1.1.1 • Published 2 years ago

predictive-sentence-generator v1.1.1

Weekly downloads
-
License
MIT
Repository
-
Last release
2 years ago

Overview

predictive-sentence-generator is a package that generates random sentences based on source text. The grammar isn't great, and varies widely in accuracy based on the length/writing style of the source text. Despite this, many of the sentences sound like they could have been part of the source (though sometimes they actually are; see Common Issues). This sentence generator should be compatible with any (Latin alphabet) language, though I can't confirm as I only know English.

Simple Use

If you're impatient or don't really care about settings that much, here's the minimum you'll need to get started:

const psg = require('predictive-sentence-generator');
psg.load({
	type: 'preset',
	content: 'random'
});
console.log(psg.generate());

Overview

First, require the sentence generator.

Next, run the load() method, which in this case loads a random preset (see the Presets and Load Settings sections below). This is usually undesirable, since the presets can range from Shakespearean language (Romeo and Juliet) to the scripts of Shrek 2 and the Bee Movie.

Finally, run the generate() method. Without any parameters, this generates a single, formatted sentence of any length. Depending on the source this can often be a single word — to prevent this, see the minLength property in Generate Settings.

Load Settings

Before generating any sentences, you must call the load() method. It tells the generator what to use as the source, and will throw an error if you try to do anything without calling it first. As seen above, this method has two required parameters: type and content. The method must be called with both, and will throw an error if one or both are missing.

type

Specifies the format of the content property.

'preset' declares the use of a preset; see the Presets section for more information.

'save file' loads a save from a file using fs, see Saving and Loading for more information.

'save url' loads a save from an external URL using sync-fetch.

'save internal' loads a save directly from the content property of the method.

'text file' loads raw text from a file and internally converts it to an object (see Saving and Loading) so the generator can use it.

'text url' loads text from a URL.

'text internal' loads text directly from the content property.

Most of these values can have different formatting and still work.
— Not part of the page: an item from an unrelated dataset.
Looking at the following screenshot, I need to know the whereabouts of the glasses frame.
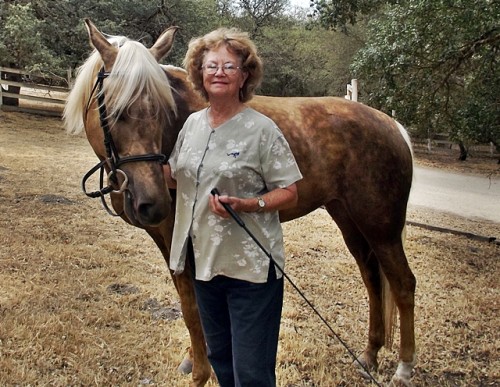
[201,63,243,75]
For example, Save File means the same thing as file-save and saveFromFile.

content

When type is set to 'preset', content is the name of the preset (i.e, 'Bee Movie').

When type is set to '[] file', content specifies the path to the file.

When type is set to '[] url', content specifies the full URL (i.e, https://example.com/).

When type is set to '[] internal', content is the entirety of the data (text, JSON, Object, etc.).

Content in 'save []' types can be either a JavaScript Object or a JSON string. 'text []' types should only be strings.

Example

An example use of the load() method with settings.

psg.load({
	type: 'preset',
	content: 'Bee Movie'
});

Setting Ignored Characters

Sometimes, your source text might have characters you want to ignore (double quotes, for example). The load() method has an optional property to do this: ignoredCharacters.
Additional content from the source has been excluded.